Paragraph 2, section 2, of the ordinance to regulate barber shops in the city of New Brunswick, N. J., provides: “No application for a license to conduct a barber shop, except in the case of persons now conducting barber shops in the City of New Brunswick, shall be considered unless the applicant therefor shall have been a resident of the County of Middlesex -for a period .of at least one year, immediately preceding the making of such application; and in the case of associations and corporations, unless the persons conducting such association or corporation have been residents of the County of Middlesex for a period of at least one year immediately preceding the making of such application.”

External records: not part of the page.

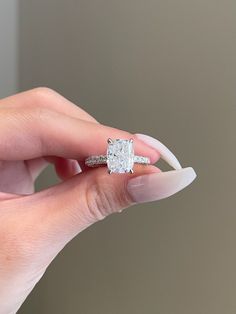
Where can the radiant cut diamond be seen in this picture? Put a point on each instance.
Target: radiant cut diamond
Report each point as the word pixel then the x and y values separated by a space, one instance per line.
pixel 120 156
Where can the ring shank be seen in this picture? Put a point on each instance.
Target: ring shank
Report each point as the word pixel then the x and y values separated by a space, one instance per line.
pixel 93 161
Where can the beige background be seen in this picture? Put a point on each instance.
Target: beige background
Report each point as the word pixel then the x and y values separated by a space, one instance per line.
pixel 165 68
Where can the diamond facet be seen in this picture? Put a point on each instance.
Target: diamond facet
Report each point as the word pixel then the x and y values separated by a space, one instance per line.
pixel 120 156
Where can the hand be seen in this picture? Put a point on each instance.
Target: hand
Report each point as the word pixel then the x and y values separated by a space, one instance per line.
pixel 38 127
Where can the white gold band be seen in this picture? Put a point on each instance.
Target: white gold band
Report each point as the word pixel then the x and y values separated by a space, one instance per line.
pixel 94 161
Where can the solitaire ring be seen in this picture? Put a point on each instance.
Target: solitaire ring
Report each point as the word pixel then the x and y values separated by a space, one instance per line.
pixel 120 157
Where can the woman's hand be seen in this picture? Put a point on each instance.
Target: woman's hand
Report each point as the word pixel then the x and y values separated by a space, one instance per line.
pixel 40 126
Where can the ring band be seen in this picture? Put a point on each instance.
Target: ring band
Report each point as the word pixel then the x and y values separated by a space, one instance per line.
pixel 120 157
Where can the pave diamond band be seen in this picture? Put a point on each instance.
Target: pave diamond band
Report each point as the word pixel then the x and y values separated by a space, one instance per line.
pixel 120 157
pixel 94 161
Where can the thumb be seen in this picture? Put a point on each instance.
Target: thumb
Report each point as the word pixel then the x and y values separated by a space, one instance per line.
pixel 70 207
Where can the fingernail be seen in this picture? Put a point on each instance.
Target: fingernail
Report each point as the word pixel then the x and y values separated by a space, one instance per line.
pixel 155 186
pixel 165 153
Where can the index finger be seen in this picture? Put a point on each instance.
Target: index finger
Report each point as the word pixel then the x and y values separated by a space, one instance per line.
pixel 38 132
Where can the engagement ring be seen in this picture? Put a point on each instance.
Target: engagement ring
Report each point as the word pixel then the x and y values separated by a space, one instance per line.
pixel 120 157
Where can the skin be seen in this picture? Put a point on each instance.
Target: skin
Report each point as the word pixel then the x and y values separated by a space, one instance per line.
pixel 37 127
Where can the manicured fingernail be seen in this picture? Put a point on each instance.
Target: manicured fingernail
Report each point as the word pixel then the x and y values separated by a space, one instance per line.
pixel 155 186
pixel 165 153
pixel 75 167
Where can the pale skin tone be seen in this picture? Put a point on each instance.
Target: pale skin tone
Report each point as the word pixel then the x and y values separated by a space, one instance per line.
pixel 37 127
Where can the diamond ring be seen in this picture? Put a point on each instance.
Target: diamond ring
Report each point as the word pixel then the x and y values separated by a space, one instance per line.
pixel 120 157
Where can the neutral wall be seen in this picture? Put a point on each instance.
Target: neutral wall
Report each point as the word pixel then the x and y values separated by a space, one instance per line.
pixel 8 47
pixel 166 68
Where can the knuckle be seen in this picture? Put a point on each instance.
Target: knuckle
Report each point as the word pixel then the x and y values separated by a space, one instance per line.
pixel 103 199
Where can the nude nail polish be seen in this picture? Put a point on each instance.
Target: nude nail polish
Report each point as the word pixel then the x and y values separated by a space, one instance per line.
pixel 156 186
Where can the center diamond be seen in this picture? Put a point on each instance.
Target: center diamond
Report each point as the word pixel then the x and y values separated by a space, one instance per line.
pixel 120 156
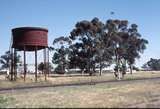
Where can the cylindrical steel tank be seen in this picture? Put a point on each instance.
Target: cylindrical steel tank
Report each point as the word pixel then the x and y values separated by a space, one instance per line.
pixel 30 38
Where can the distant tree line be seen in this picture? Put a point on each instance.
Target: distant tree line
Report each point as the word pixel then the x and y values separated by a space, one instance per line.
pixel 152 64
pixel 94 44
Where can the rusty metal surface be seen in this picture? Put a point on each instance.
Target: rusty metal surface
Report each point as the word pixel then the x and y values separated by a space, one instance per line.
pixel 30 37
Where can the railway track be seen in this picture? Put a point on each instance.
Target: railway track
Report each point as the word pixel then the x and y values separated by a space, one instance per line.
pixel 79 84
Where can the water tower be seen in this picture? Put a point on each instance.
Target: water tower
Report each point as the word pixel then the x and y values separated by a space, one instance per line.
pixel 29 39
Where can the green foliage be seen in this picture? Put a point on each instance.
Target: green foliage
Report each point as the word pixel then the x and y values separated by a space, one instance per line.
pixel 94 44
pixel 152 64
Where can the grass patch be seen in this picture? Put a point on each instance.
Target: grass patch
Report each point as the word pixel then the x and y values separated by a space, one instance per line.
pixel 4 101
pixel 99 96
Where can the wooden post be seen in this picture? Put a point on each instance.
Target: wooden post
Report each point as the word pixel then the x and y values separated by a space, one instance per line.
pixel 15 64
pixel 36 64
pixel 48 69
pixel 45 65
pixel 24 57
pixel 11 73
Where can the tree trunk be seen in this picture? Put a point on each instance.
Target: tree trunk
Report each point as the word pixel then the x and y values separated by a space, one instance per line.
pixel 130 66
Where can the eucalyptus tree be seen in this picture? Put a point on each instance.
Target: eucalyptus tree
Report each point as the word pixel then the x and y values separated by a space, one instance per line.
pixel 90 47
pixel 127 42
pixel 152 64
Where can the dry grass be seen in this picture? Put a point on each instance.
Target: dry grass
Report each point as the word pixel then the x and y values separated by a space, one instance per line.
pixel 71 79
pixel 101 95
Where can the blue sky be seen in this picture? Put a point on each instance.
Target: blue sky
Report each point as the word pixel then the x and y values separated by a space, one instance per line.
pixel 60 16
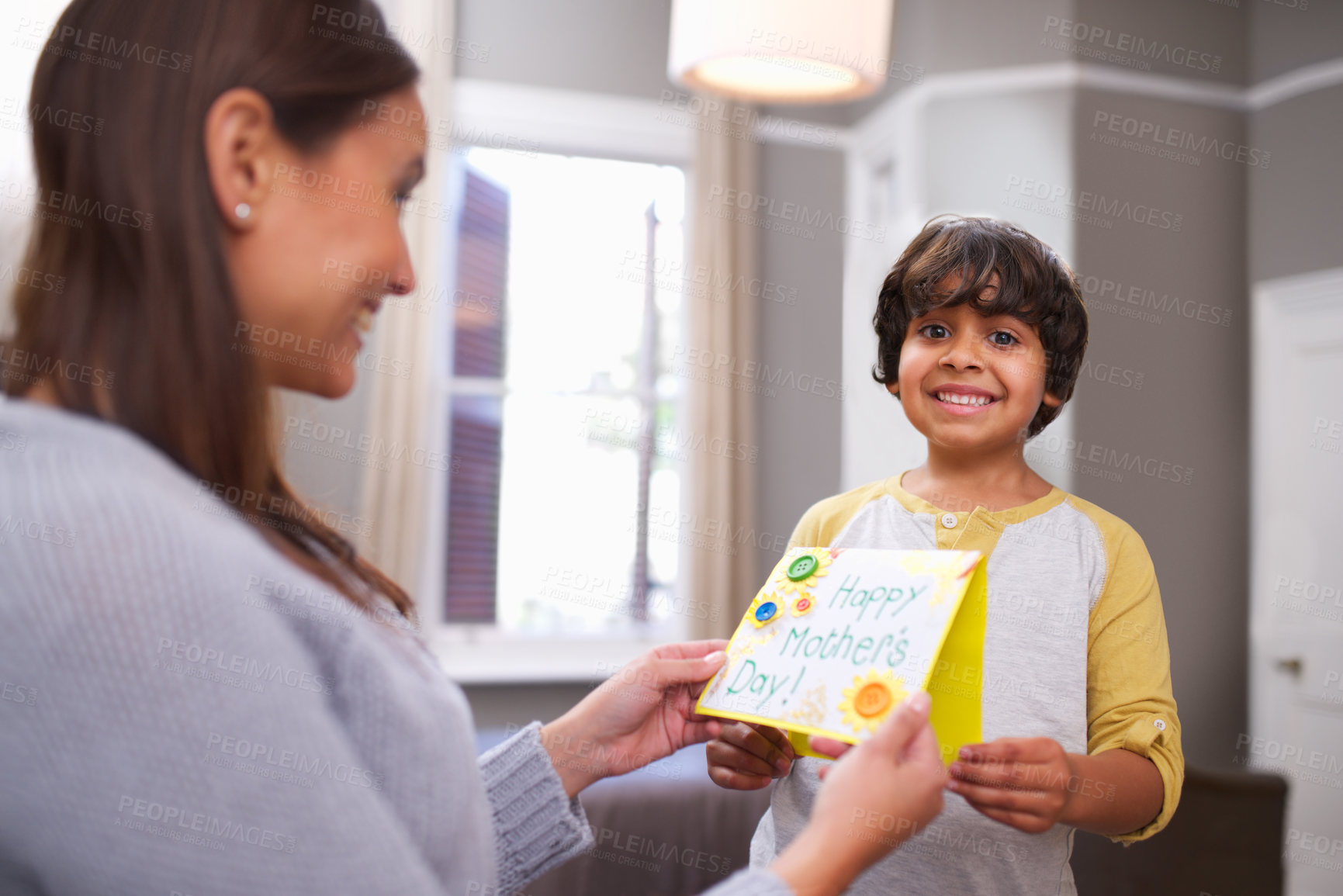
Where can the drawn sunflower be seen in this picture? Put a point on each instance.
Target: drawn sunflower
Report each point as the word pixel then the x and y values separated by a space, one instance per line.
pixel 872 699
pixel 804 571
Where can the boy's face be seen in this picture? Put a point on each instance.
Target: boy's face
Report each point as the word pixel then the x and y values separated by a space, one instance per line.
pixel 970 382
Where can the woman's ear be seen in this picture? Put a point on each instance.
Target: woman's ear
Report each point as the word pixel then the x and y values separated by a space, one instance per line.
pixel 241 147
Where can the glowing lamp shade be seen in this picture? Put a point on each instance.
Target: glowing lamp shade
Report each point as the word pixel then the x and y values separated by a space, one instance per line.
pixel 781 50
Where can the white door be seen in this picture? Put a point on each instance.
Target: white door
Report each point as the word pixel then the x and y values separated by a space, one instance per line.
pixel 1296 569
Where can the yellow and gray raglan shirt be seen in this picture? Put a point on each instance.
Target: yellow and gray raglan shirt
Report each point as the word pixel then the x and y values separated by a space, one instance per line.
pixel 1075 649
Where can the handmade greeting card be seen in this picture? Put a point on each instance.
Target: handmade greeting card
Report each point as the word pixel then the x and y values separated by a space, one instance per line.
pixel 839 637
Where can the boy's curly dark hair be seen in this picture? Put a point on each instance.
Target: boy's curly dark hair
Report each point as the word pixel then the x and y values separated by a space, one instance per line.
pixel 1036 286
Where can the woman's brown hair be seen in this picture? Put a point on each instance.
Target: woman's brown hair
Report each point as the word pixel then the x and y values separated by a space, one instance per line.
pixel 148 305
pixel 1036 286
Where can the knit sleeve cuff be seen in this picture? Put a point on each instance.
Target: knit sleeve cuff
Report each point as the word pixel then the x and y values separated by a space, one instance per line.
pixel 536 825
pixel 751 881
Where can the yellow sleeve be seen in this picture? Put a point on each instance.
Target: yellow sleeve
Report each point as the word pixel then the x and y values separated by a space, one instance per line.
pixel 828 517
pixel 1130 704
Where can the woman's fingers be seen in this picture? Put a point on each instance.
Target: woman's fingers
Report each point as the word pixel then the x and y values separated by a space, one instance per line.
pixel 902 730
pixel 666 672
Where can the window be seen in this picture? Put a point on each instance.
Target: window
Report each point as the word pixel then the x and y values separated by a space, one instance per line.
pixel 562 402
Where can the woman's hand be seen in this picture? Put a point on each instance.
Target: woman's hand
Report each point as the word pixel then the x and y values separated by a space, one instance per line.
pixel 749 756
pixel 874 798
pixel 639 715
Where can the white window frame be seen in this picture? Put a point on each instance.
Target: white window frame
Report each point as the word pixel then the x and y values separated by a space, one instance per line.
pixel 560 123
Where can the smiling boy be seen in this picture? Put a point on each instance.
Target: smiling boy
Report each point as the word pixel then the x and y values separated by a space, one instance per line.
pixel 981 337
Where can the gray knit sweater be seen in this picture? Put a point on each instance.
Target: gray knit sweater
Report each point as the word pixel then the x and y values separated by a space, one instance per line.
pixel 185 711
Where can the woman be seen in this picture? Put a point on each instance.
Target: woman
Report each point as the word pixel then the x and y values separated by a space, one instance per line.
pixel 172 723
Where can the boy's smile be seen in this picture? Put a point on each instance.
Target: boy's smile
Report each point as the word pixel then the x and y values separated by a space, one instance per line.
pixel 970 382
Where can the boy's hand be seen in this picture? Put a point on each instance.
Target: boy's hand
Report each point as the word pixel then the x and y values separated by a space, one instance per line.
pixel 1023 782
pixel 749 756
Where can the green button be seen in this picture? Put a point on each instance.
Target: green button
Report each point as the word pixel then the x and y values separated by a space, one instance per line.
pixel 802 567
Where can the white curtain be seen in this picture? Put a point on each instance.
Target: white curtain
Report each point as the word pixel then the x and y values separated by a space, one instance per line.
pixel 723 490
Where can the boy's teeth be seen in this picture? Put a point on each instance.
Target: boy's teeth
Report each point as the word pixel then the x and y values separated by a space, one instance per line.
pixel 953 398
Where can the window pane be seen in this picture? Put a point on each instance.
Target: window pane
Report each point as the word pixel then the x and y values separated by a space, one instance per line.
pixel 473 510
pixel 579 406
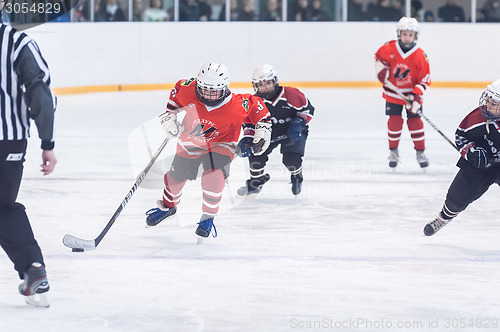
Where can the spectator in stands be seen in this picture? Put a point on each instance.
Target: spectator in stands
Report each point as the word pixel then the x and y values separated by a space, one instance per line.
pixel 319 12
pixel 429 16
pixel 451 12
pixel 138 10
pixel 189 10
pixel 109 11
pixel 155 12
pixel 491 11
pixel 355 11
pixel 233 11
pixel 417 10
pixel 205 10
pixel 82 11
pixel 301 11
pixel 247 12
pixel 383 11
pixel 60 16
pixel 272 12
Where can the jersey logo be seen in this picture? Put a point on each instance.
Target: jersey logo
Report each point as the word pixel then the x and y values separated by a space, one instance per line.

The District Court held that the ordinance was unconstitutional because in violation of -the Fourteenth Amendment of the Constitution of the United States, in that it discriminated in favor of citizens of New Jersey. It is contended by the appellant that the ordinance prescribes a reasonable regulation for the protection of the health of the community and, as *429such, is constitutional. We can readily see that a requirement for a physical examination of an applicant for a barber’s license would not be unreasonable, in that it would enable the authorities to determine whether the applicant was likely to transmit to his patrons a communicable disease. We cannot, however, see that it is an essential factor in determining that condition that the applicant have an entire year’s residence in the county. The Four-, teenth Amendment provides that no state shall make or enforce any law which abridges the privileges or immunities of citizens of the United States, nor deny to any person within its jurisdiction the equal protection of the laws. It is our conclusion that the ordinance requirement as to residence had but one purpose, namely, that of discriminating in favor of residents of the county of Middlesex and citizens of the state of New Jersey and against nonresidents of the county and citizens of other states. We conclude that the ordinance requirement of one year’s residence as a prerequisite to the right to conduct a barber shop within the county of Middle-sex, state of New Jersey, is unreasonable, discriminatory, and in direct violation of the Fourteenth Amendment of the Constitution of the United States. Williams v. McCartan (D. C.) 212 F. 345.

The decree of the court below is affirmed.